Fu il presidente Fortunato Ballerini a doversi prodigare per trovare di nuovo una soluzione ai guai combinati dai suoi ragazzi scapestrati: arrivò la concessione per alcuni terreni nel quartiere Flaminio e lì nacque il mito della Rondinella. In anni in cui è partita la corsa forsennata agli stadi di proprietà fa specie pensare come, all’inizio del ventesimo secolo, tutte le formazioni romane che partecipavano ad un campionato di Prima Divisione avessero un quartier generale che ne alimentava storia e senso di appartenenza. La Lazio non fece eccezione nel rendere la Rondinella la sua casa: i lavori per costruire il campo nella sua fisionomia finale vennero garantiti dagli investimenti di un socio biancoceleste che aveva fatto fortuna in Sudamerica, per la precisione in Uruguay: Goffredo Magistrelli. Nel frattempo la Lazio già si allenava nella sua nuova casa, giocando però le partite ufficiali al campo della Farnesina, futuro quartier generale della Juventus Romana. Arrivarono però per Roma e i romani le angustie del primo conflitto mondiale: il campo della Rondinella venne trasformato in orto di guerra, un gesto che varrà alla Lazio, combinato all’eroismo dei soci e dei giocatori partiti per il fronte, la proclamazione ad Ente Morale.

La Rondinella tornò ad ospitare calcio dalla ripresa dell’attività, nel 1919, e lo fece in grande stile: Olindo Bitetti aveva supervisionato dei lavori che portarono l’impianto a sfoggiare una lussuosissima, per i tempi, tribuna con poltroncine in vimini e un parterre capace di ospitare fino a 10.000 tifosi. Per i laziali era consuetudine salire sul tram numero 15, il “tram sportivo” come era chiamato all’epoca, a piazza del Popolo e farsi condurre fino alla Rondinella. Il terreno sorgeva nella zona che oggi si trova tra lo stadio Flaminio e il Palasport di viale Tiziano. Divenne ben presto uno dei campi più eleganti e ambiti di tutta Italia: la progettata fusione nell’AS Roma, che doveva riguardare inizialmente anche la Lazio, vedeva come fondamentale l’acquisizione della Rondinella per le sfide della neonata società. I giallorossi ripiegarono sul Motovelodromo Appio prima della costruzione di campo Testaccio: le prime partite della Serie A a girone unico nel 1929 vennero disputate da entrambe le formazioni capitoline alla Rondinella, con la Lazio che ospitò i cugini prima che la loro nuova casa venisse ultimata.

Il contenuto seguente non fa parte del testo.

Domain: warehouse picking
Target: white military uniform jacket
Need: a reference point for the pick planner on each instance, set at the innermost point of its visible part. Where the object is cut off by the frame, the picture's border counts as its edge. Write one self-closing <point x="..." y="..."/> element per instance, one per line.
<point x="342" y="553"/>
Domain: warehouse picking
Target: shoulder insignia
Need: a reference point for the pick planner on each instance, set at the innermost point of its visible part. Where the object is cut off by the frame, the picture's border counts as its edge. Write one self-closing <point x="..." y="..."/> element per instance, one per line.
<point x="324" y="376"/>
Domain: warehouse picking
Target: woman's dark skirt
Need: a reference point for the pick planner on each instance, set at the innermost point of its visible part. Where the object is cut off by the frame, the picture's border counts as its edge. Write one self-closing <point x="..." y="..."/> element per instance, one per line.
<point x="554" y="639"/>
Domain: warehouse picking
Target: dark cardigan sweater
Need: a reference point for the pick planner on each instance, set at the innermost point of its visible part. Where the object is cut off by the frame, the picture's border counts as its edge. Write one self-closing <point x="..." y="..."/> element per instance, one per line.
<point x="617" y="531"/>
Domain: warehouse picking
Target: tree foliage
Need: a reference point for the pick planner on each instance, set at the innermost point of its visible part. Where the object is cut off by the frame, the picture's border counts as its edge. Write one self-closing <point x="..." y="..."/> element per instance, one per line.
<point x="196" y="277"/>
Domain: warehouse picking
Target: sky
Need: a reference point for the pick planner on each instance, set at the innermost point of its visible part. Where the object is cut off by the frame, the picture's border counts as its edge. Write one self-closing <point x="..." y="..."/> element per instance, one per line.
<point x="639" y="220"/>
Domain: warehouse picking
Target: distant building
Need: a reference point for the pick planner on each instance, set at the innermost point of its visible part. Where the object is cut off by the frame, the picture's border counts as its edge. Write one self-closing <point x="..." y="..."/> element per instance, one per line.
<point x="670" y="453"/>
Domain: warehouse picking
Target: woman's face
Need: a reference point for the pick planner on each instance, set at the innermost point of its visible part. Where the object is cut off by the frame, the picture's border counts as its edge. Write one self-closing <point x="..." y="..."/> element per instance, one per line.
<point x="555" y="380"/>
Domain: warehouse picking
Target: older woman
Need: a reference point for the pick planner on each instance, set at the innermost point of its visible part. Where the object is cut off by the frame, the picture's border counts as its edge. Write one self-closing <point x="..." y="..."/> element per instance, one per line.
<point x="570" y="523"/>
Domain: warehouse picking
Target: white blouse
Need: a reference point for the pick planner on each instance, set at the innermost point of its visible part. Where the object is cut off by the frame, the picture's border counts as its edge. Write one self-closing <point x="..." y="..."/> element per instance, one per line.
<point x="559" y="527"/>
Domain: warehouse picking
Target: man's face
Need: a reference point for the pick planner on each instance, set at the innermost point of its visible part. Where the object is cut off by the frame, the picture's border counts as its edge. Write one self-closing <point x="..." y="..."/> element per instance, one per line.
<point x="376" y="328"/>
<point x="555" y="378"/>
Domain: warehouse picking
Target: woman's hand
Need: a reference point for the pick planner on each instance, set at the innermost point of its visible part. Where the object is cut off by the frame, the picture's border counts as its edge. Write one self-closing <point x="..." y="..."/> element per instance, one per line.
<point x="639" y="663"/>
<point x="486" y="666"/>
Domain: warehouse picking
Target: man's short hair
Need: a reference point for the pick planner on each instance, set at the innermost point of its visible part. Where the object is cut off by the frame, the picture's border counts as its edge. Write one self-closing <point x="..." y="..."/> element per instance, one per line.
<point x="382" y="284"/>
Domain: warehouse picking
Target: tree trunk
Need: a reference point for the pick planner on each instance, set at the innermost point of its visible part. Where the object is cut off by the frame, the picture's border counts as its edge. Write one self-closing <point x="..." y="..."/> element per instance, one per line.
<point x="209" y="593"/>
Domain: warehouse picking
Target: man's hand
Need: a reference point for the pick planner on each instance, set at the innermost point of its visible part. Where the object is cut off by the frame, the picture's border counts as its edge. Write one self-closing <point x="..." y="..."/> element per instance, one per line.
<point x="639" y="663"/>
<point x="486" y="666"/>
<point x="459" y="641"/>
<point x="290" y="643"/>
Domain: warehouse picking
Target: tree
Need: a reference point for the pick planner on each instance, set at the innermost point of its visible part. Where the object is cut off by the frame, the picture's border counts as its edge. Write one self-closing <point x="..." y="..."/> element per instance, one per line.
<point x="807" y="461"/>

Esistono filmati dell’Istituto Luce (molto interessante in particolare una sfida tra Lazio e Napoli) che rendono bene l’idea dell’ambiente che si respirava nel fortino della Rondinella. Calcio di altri tempi ma incredibilmente affascinante. Anche nel secondo dopoguerra la Lazio continuò ad utilizzare la Rondinella per l’attività delle giovanili, fino allo spaventoso incendio del 1957 che rese l’impianto praticamente inservibile. La Lazio giocava ormai da tempo allo stadio Nazionale, poi divenuto Torino e quindi Flaminio, poi avvenne il trasferimento all’Olimpico e, con le Olimpiadi del ’60, quel che restava della Rondinella fu spazzato via. La memoria del primo, vero e unico nido delle Aquile non è andata persa: sarebbe un sogno vedere un giorno, in qualche modo, questo patrimonio della storia dello sport cittadino riportato in vita.